This weekend, Lady Gaga returned to the stage with her highly-anticipated Chromatica Ball. Like loads of other worldwide tours, it had been stalled for two years after the supporting album was released in the middle of the pandemic – and the crowd was buzzing. Taking over London’s Tottenham Stadium on Friday and Saturday, Mother Monster delivered what has been called “her greatest yet”, “a spectacle with wow factor”, a “thrilling, high-concept return”.
I can’t contest, it was amazing – well, so it seemed through the countless Instagram Stories I watched over the weekend. As every gay in the city made a beeline for Gaga, I did not. As every gay in the city sang back lyrics to some of the greatest pop tunes made in the past decade, I did not. And as every gay in the city can now say they were a part of pop’s campest, most exhilarating show in recent history, I cannot.
Gaga had a profound influence on me growing up, like so many of those who flocked to the Chromatica Ball tour. During her first album release, Just Dance, in 2008, I was an awkward, spotty queer living in a crap town with not much going on. It was the beginning of perfect pop alchemy, and we were about to witness the rise of one of pop’s greatest innovators since Madonna. The album’s singles, Pokerface, LoveGame and Paparazzi – all released within a year – blended sexy, suggestive lyrics, subversive themes and high choreography, not to mention the camp drama of our Gaga hanging herself off the VMA stage and “bleeding” to death. All of that within the space of a year. A star was born.
Over the next few years, it became apparent that Stefani Germanotta was no one-trick pony; her legacy was already telling within the earliest stages of her career. Her backstory, the struggle of performing at open mic nights, no one taking her seriously and being dropped from her first record label was a tale of dedication – and we lapped it up like a dramatic episode of The Real Housewives.

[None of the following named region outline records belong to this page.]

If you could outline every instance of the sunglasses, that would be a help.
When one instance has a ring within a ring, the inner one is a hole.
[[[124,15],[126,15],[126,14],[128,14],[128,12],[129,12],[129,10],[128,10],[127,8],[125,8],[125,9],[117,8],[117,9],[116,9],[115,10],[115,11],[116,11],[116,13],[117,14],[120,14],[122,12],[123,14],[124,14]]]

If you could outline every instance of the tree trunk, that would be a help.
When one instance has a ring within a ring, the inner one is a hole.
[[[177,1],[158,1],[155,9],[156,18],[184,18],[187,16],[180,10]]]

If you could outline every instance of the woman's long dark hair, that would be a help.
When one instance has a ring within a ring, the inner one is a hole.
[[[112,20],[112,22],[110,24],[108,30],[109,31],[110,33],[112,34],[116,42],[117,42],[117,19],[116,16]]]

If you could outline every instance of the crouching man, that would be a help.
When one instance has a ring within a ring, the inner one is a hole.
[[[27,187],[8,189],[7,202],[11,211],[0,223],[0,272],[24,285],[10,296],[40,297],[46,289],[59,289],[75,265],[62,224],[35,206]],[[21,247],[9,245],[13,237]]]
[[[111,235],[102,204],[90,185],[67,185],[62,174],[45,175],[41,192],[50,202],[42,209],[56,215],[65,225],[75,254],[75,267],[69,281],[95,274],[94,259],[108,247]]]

Her next LP release in 2011 (special mention to The Fame Monster), Born This Way, was aptly dedicated to her huge gay fanbase, and revelled in its themes of sexuality, acceptance and identity, marking a pinnacle new era for queer music. The album, too, was sonically ahead of its time, bringing Berlin techno to the mainstream with Schieße, while incorporating heavy metal, opera, disco and trashy Europop for an altogether otherworldly sound – the Gaga sound. She pissed off the Catholic church with Judas, the anti-gay Malaysian government with Born This Way and right-wing politicians through her entire discography.
After the release of 2013’s Artpop – unfairly disregarded by some music journos – which was bloody good, Gaga turned it down a few notches, swapping the Philip Treacy headpieces for trilbies on soft rock album Joanne, and proving her on-screen credentials in A Star is Born and House of Gucci. But when she returned in 2020 with Chromatica, the artist was back to her original form; pulsating pop sounds, resonating themes of mental health, freedom and strength. It was therapy pop at a time when we were banged up in the confines of our homes – and it would have to be Gaga delivering a digital hug across 16 tracks.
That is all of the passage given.